Blepyrus. Our clothes, what of them?

Praxagora. You have plenty in store, when these are worn out, we will weave you some more.

BL. Just one other thing. If an action they bring, what funds will be mine for discharging the fine? You won’t pay it out of the stores, I opine.

PR. A fine to be paid when such an action they bring! Why bless you, our people won’t know such a thing as an action.

BL. No actions! I feel a misgiving. Pray, what are “our people” to do for a living?

Chremes. You are right: there are many will rue it.

PR. No doubt. But what can one then bring as an action about?

BL. There are reasons in plenty; I’ll just mention one. If a debtor won’t pay you, pray what’s to be done?

PR. If a debtor won’t pay! Nay, but tell me, my friend, how the creditor came by the money to lend? All money, I thought, to the stores had been brought. I’ve got a suspicion, I say it with grief, your creditor’s surely a bit of a thief.

CHR. Now that is an answer acute and befitting.

BL. But what if a man should be fined for committing some common assault, when elated with wine; pray what are his means for discharging the fine? I have posed you, I think.

PR. Why, his victuals and drink will be stopped by command for awhile; and I guess that he will not again in a hurry transgress, when he pays with his stomach.

BL. Will thieves be unknown?

PR. Why, how should they steal what is partly their own?

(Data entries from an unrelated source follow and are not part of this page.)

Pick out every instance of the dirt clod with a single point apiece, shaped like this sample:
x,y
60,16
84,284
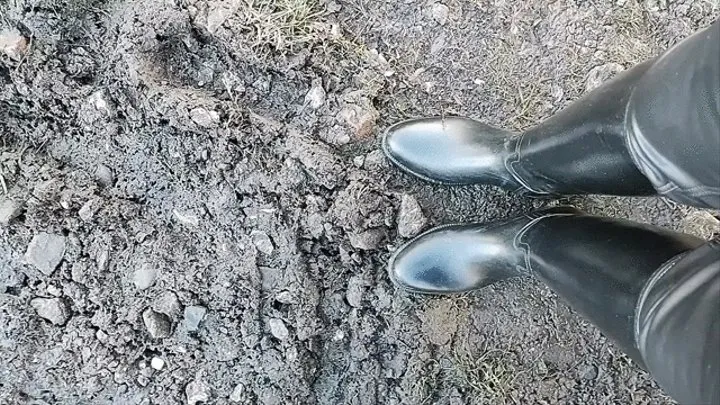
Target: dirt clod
x,y
55,310
45,252
197,391
411,219
158,325
278,329
193,316
9,210
13,44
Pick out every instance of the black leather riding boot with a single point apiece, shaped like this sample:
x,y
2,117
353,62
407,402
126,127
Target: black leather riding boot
x,y
598,265
580,150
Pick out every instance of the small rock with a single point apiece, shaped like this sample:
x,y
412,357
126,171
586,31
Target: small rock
x,y
144,276
104,176
193,316
367,240
88,210
13,44
355,291
45,252
205,118
410,219
238,393
315,98
589,372
278,329
157,363
440,13
168,304
197,391
54,310
262,242
375,160
48,190
9,210
187,219
158,325
600,74
361,118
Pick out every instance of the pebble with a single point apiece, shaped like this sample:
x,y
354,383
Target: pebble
x,y
197,391
45,252
315,98
410,219
355,291
367,240
601,74
278,329
104,176
193,316
88,210
440,13
9,210
361,118
205,118
144,276
238,393
168,304
13,44
589,372
157,363
262,242
158,325
55,310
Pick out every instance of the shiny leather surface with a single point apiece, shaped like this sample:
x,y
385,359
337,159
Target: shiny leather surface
x,y
459,258
450,150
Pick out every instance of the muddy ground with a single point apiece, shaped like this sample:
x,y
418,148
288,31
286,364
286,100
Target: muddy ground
x,y
196,209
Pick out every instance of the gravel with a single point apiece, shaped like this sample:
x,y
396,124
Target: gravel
x,y
55,310
144,276
45,252
278,329
193,317
9,210
411,219
263,242
197,391
158,325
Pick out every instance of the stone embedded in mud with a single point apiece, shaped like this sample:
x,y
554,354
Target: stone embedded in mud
x,y
9,210
88,210
55,310
278,329
144,276
440,13
158,325
238,393
168,304
204,117
361,117
13,44
104,176
411,219
366,240
600,74
315,98
193,316
262,242
355,291
45,252
197,391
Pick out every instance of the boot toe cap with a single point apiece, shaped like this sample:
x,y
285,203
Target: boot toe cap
x,y
450,150
433,264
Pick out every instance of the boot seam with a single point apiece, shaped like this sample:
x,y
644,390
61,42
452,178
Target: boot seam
x,y
524,247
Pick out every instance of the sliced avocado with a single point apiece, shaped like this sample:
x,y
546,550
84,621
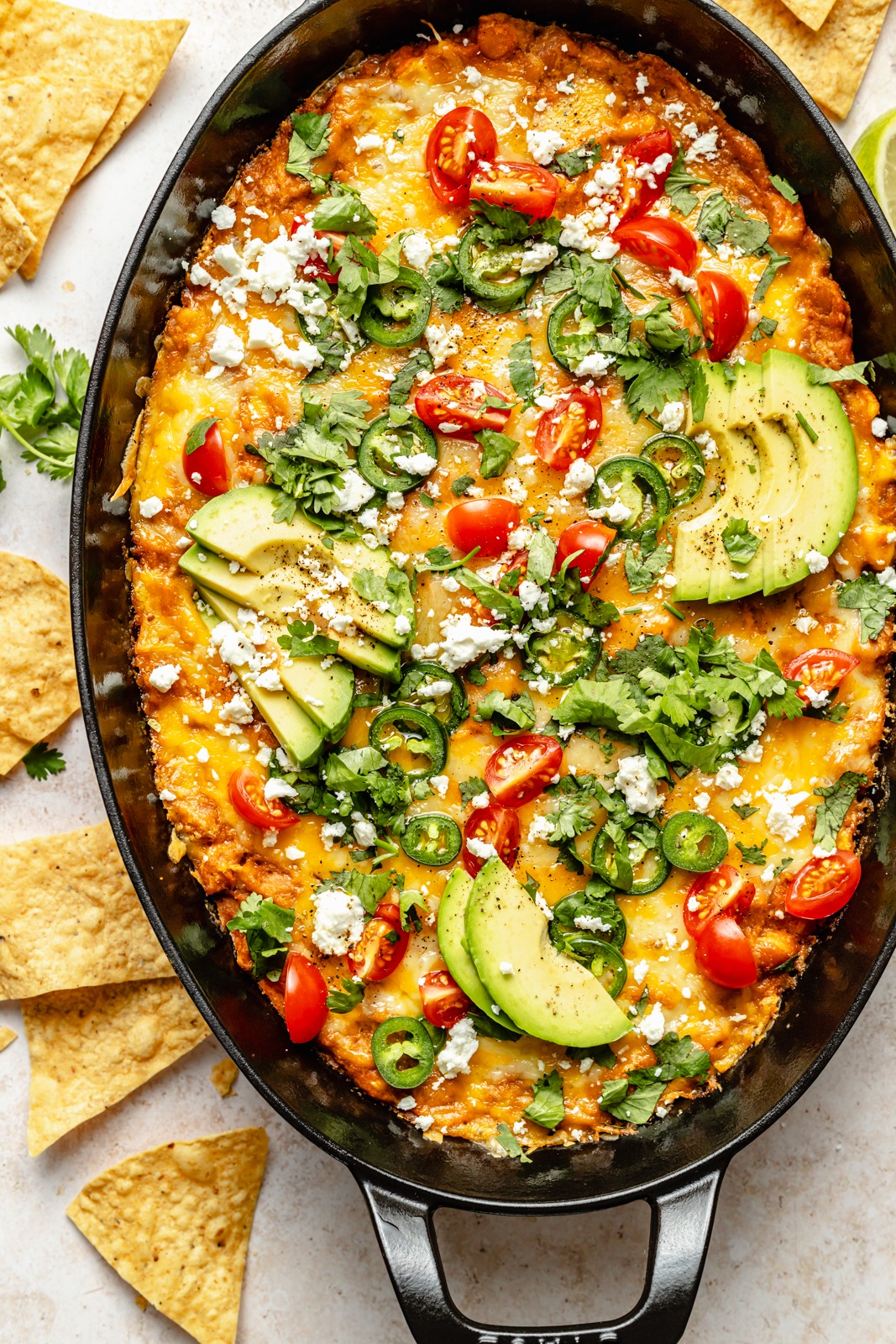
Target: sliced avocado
x,y
291,559
286,719
547,995
453,945
211,571
828,468
325,694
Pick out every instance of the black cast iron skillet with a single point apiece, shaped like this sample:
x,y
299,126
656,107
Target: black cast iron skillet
x,y
678,1163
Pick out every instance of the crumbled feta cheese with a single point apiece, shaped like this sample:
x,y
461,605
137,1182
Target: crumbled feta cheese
x,y
164,676
338,921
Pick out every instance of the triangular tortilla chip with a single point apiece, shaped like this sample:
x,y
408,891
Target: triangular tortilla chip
x,y
38,685
47,129
70,918
50,39
829,62
90,1047
175,1223
16,239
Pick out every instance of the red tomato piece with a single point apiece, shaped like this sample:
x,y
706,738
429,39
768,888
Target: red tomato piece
x,y
484,523
725,311
317,268
725,954
457,143
570,430
443,1000
206,467
528,188
820,669
660,242
647,151
824,886
521,768
456,401
304,998
712,893
493,826
590,538
248,795
380,947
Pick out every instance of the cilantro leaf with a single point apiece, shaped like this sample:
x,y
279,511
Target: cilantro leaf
x,y
547,1106
40,761
837,800
872,600
268,929
739,542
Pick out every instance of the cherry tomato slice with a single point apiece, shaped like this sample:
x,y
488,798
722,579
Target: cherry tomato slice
x,y
484,523
570,430
527,188
725,954
647,151
457,143
248,795
456,401
493,826
712,893
380,947
206,467
317,268
593,539
521,768
304,998
820,671
824,886
661,242
443,1000
725,311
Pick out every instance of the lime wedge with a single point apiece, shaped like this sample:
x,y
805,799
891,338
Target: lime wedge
x,y
875,152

BL. No chance then to meet at night in the street some highwayman coming our cloaks to abstract?

PR. No, not if you’re sleeping at home; nor, in fact, though you choose to go out. That trade, why pursue it? There’s plenty for all; but suppose him do it, Don’t fight and resist him; what need of a pother? You can go into the stores, and they’ll give you another.

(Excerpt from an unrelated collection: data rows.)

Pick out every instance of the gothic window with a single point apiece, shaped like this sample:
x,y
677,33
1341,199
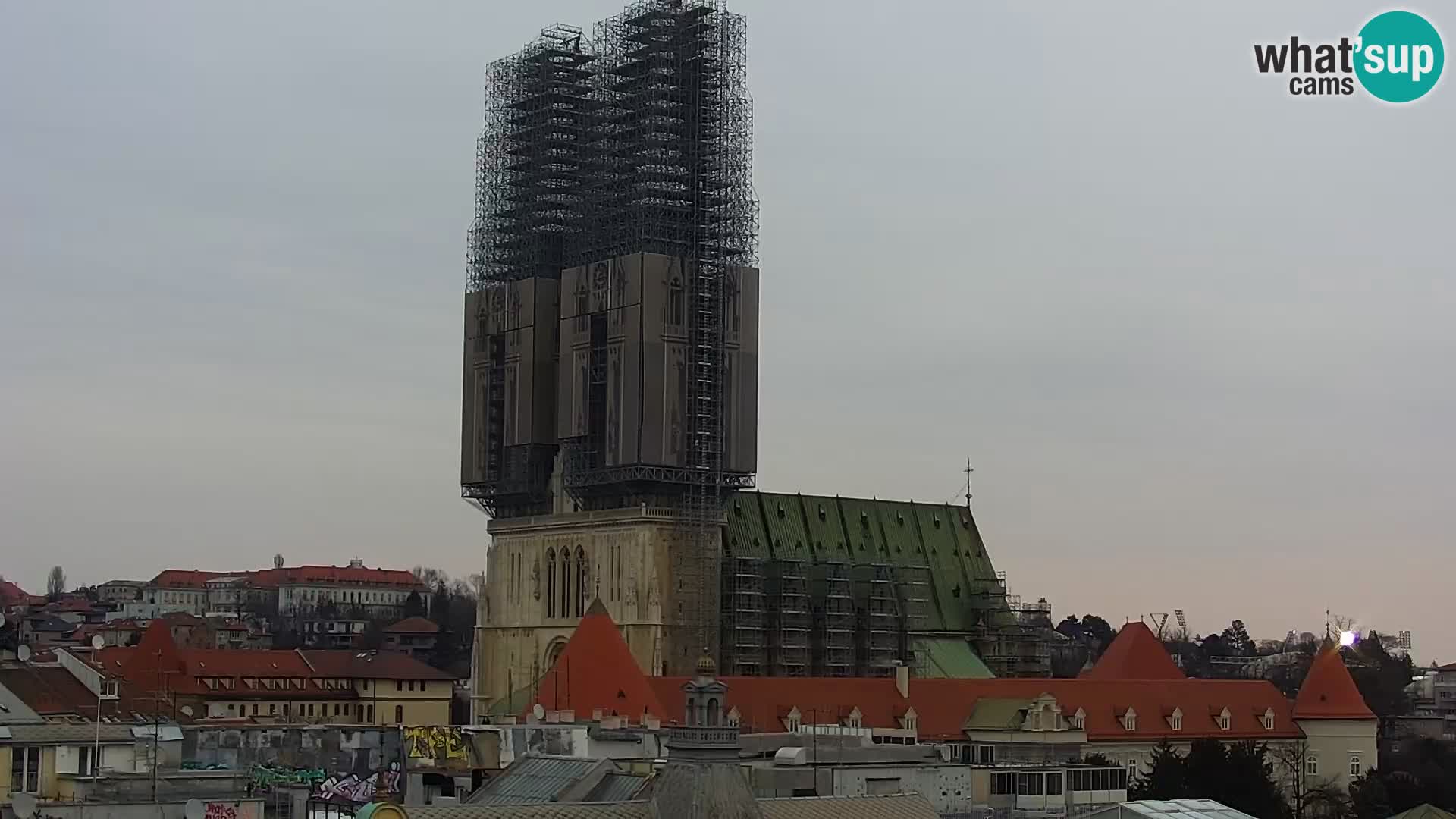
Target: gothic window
x,y
565,582
674,302
551,582
582,582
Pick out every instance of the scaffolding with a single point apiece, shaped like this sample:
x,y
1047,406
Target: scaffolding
x,y
638,139
789,618
533,161
912,586
745,618
877,621
1012,639
833,620
533,171
676,178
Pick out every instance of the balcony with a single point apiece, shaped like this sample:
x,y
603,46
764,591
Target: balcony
x,y
702,736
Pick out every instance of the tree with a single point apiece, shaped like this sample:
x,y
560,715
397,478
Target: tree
x,y
1237,637
1098,630
1369,798
414,605
55,583
1165,777
1382,678
1248,781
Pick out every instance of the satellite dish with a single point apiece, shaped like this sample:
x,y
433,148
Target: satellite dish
x,y
24,805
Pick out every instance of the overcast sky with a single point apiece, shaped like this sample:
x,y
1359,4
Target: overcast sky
x,y
1196,334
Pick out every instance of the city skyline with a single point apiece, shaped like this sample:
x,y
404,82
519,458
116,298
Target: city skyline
x,y
1188,373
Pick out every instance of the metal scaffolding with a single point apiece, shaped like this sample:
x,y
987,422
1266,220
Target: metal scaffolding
x,y
745,618
833,623
674,158
877,621
635,140
533,161
789,618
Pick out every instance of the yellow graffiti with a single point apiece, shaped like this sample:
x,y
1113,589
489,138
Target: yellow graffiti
x,y
435,742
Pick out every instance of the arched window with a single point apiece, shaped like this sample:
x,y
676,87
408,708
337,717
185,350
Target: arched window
x,y
551,582
565,582
674,302
582,582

BL. Shall we gambling forsake?

PR. Why, what could you stake?

BL. But what is the style of our living to be?

PR. One common to all, independent and free, all bars and partitions forever undone, all private establishments fused into one.

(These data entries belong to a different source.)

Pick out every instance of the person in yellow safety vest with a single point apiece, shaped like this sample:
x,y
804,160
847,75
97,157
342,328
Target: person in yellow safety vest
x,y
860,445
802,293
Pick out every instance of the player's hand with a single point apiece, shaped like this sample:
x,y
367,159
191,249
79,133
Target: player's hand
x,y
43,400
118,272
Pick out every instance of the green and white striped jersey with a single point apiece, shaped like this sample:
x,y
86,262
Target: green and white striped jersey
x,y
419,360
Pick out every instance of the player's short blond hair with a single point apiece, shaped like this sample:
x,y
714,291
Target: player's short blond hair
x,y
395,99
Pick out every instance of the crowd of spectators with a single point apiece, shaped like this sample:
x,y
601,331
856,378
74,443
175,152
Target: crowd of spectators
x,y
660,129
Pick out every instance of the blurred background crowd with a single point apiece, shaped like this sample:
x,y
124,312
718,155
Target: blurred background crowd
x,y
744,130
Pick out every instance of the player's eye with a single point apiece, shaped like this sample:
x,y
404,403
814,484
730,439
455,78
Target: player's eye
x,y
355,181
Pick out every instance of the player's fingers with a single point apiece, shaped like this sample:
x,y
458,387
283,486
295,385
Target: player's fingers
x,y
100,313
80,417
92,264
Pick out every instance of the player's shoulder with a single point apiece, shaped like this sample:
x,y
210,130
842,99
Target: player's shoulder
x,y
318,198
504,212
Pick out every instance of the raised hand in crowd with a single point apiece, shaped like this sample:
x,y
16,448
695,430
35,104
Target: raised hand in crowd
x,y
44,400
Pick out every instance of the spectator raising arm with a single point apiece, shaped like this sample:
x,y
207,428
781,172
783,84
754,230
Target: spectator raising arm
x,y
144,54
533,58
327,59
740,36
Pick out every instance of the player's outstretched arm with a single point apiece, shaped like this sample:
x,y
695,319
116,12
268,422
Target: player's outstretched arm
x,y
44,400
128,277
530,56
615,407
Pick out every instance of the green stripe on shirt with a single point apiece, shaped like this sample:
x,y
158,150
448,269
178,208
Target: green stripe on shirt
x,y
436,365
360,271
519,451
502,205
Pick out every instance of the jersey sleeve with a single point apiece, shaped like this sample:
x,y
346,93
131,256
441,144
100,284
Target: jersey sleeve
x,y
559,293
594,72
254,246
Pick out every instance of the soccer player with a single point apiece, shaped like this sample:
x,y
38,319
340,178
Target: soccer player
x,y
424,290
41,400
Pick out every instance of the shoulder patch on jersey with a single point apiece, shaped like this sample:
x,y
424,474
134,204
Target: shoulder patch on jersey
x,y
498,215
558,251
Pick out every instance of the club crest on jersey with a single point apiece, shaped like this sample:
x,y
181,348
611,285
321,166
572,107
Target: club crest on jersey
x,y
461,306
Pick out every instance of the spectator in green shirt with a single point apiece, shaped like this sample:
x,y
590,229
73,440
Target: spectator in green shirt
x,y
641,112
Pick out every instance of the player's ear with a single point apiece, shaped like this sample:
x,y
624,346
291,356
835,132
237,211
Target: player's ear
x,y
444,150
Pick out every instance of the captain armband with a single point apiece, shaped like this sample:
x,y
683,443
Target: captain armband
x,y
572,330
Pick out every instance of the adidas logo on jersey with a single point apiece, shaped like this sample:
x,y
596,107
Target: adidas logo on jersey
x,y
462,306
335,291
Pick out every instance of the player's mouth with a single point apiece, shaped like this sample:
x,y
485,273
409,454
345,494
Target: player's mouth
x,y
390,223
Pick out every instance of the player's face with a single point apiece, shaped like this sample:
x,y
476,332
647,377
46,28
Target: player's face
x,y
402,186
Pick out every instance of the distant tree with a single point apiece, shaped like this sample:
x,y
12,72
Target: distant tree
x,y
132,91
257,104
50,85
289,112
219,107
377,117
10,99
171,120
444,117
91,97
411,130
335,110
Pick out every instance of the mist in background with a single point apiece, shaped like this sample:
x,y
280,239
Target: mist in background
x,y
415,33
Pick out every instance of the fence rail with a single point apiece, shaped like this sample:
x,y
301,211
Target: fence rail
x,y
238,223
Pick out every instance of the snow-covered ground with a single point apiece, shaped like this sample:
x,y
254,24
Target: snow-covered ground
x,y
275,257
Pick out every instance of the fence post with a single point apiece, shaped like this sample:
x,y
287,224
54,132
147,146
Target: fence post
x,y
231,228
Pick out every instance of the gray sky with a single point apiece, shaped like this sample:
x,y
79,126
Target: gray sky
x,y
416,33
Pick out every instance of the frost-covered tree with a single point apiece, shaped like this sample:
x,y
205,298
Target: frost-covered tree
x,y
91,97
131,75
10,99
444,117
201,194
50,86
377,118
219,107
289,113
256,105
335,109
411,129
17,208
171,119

In Brave New World, Bernard Marx’s inability to assimilate to emotion-distancing social norms, the Savage’s horror at the coldness of modern day society, and Helmholtz’ intelligence and constant hunger for knowledge all culminate in a meeting with the Controller Mustapha Mond himself. The powerful leader patiently explains to them all how the rules of their society have come about out of what he claims to be strict necessity and decades of careful social reform. This excerpt from their discussion is somewhat a contradiction, as Mustapha Mond speaks of stability and the complete removal of any form of social instability, but the society actually owes it’s very existence to an artificial distancing of men and women of differing classes.

“… our world is not the same as Othello’s world. You can’t make flivvers without steel–and you can’t make tragedies without social instability. The world’s stable now. People are happy; they get what they want, and they never want what they can’t get. They’re well off; they’re safe; they’re never ill; they’re not afraid of death; they’re blissfully ignorant of passion and old age; they’re plagued with no mothers or father; they’ve got no wives, or children, or lovers to feel strongly about; they’re so conditioned that they practically can’t help behaving as they ought to behave. And if anything should go wrong, there’s soma…”

The Savage was silent for a little. “All the same,” he insisted obstinately, “Othello’s good, Othello’s better than those feelies.”

“Of course it is,” the Controller agreed. “But that’s the price we have to pay for stability. You’ve got to choose between happiness and what people used to call high art. We’ve sacrificed the high art. We have the feelies and the scent organ instead.”